The “Drifting” Fed – Can Powell Deliver?

Via DataTrekResearch.com,

At a press conference in the run up to Gulf War II, then-Defense Secretary Don Rumsfeld outlined his mental construct for assessing risk. The topic at hand was whether Iraq had weapons of mass destruction, but the framework applies to all decision-making. To Rumsfeld, all the inputs for evaluating an issue fall into 3 buckets:

  • “Known knowns”: things we can be certain about.
  • “Known unknowns”: things we recognize we don’t know with certainty.
  • “Unknown unknowns”: things about which we have no idea and don’t even have the insight to ask about.
  • All this worked well enough for the US to win the war that was to come; the “peace” that followed was, of course, a case study in how “unknown unknowns” can rule the day.

We bring this up because the coming week in US/global stocks has its share of all three sorts of factors:

  • One “known known”: the certainty of an upcoming Federal Reserve meeting and Wednesday Chair press conference.
  • The “known unknowns” of US/China trade talks and Brexit.
  • The “unknown unknowns” of DC political uncertainty, as exemplified by last week’s events.

If history is any guide, the Fed meeting should swamp the other two issues in the week ahead. That’s because of something called the “Fed drift”, a stock market anomaly first outlined by the NY Fed in a 2012 paper and recently updated by them to include data up to 2017. Here is how it works:

  • US stocks (and many other developed economy equity markets as well) tend to rally from the day before a Fed meeting to the end of the day afterwards. That’s the “drift”, and it does not primarily occur after a rate decision. Rather, most of it occurs in the 1½ days before any meeting-related headlines cross the tape.
  • Cumulative return data from 1994 to 2011 showed that virtually ALL the S&P’s annual positive price performance over that period happened in these 3-day windows.
  • The NY Fed’s 2018 update, published in late November (and reviewed by us the week after in a subscriber note) showed that the “Fed drift” stock market anomaly now only applies to Fed meetings with an accompanying Chair press conference and releases of a new Summary of Economic Projections (SEP).

Fed researchers had the same question you are no doubt asking: “Why does the “Fed drift” continue to work even though everyone knows of its existence?” They had no clear answers. Chair Powell’s decision to have a press conference after every meeting next year should help them (and traders) isolate the issue further. And, perhaps, stop the “drift” with more regular central bank communication.

As far as what Chair Powell might say on Wednesday to engage the “Fed drift” and rally US stocks, he need only look at what Fed Funds Futures already price in for future rate policy:

  • Futures give 77% odds the Fed will raise rates on Wednesday by 25 basis points to a range of 2.25% – 2.50%. 

    Not going down that path will almost certainly spook US equities. With so many “known/unknown unknowns” already in the mix, investors would assume the Fed had knowledge of some impending crisis about which they are unaware.

  • Futures markets now assume the Fed will most likely be on hold through the first half of 2019. They place only 36% odds of a 25 bp rate increase (to 2.50% – 2.75%) through June, for example. The chances of any more than that are just 10%.
  • By the end of 2019, futures give the same odds (37% each) to “no increase” and “one increase” for the entire year.
  • The most bullish signal for equities: futures give slim odds (less than 10%) that the Fed will have to cut rates back to current levels in 2019 if they move on Wednesday. Translation: the US economy can withstand slightly higher interest rates, trade concerns, and political risk without needing the Federal Reserve to bail them out.

Getting Chair Powell to accept this stance may be easier than herding the cats at the Federal Open Market Committee meeting to go along and incorporate the market’s rate outlook as their own. As of September’s SEP, the group was still calling for 3 rate increases next year, not the “maybe one” that futures currently discount.

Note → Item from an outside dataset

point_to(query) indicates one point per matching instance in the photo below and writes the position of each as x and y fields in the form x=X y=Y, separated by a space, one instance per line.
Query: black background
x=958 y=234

If the FOMC does want to follow the market’s lead, they will have to:

  • Cut their GDP forecasts, currently at 2.5% for 2019 and 2.0% for 2020…
  • … and/or increase their estimate of US unemployment, currently at 3.5% for 2019 and 2020…
  • … and/or lower their inflation forecast, which at the moment sits at 2.1% for 2019 and 2020.

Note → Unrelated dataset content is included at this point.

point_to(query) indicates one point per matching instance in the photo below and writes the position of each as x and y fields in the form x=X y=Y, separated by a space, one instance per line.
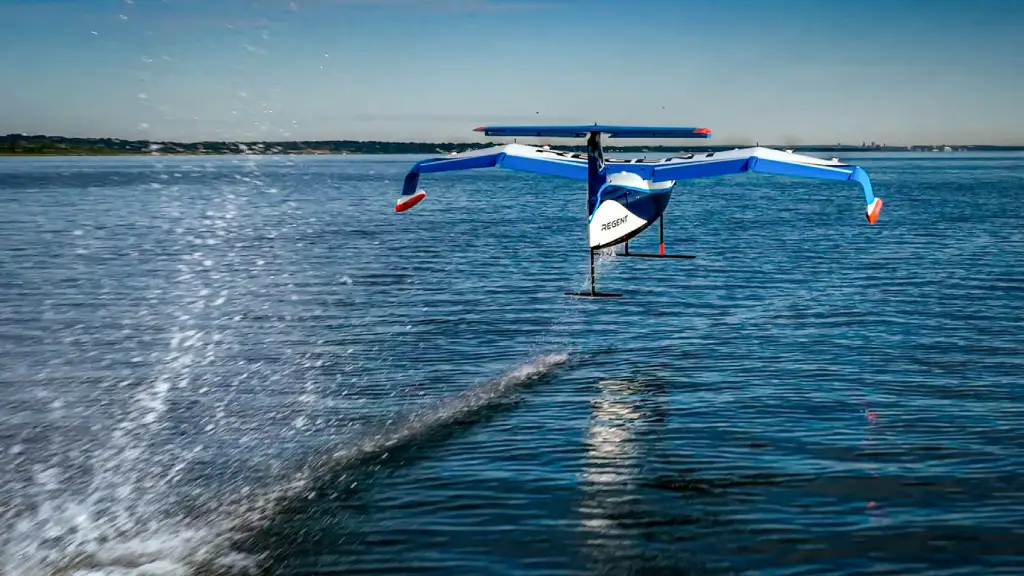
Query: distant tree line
x=61 y=146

The bottom line: in order to soften their rate stance, the Federal Reserve will have to admit the US economy is set to underperform their prior expectations but simultaneously not cast too much doubt on future growth.Changing course on rates without that air cover will make it look like the Fed is targeting asset price volatility (a.k.a. the “Fed Put”) or – worse – that the central bank is taking orders from the White House.

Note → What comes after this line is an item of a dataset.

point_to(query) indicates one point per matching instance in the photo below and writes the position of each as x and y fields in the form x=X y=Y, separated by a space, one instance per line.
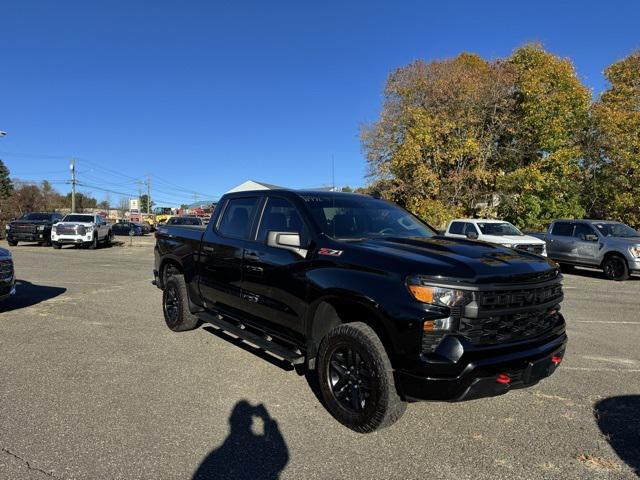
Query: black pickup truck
x=32 y=227
x=367 y=297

Our thought regarding this week’s US stock price action: we respect the “Fed drift” history enough to believe it should work this week. Markets are hungry for certainty about anything, and Chair Powell can deliver some reassurance that the Fed will remain truly data-dependent rather than auto-piloting policy to some preconceived end. That said, the drift only lasts until Thursday; we have 6 more trading days in 2018 after that.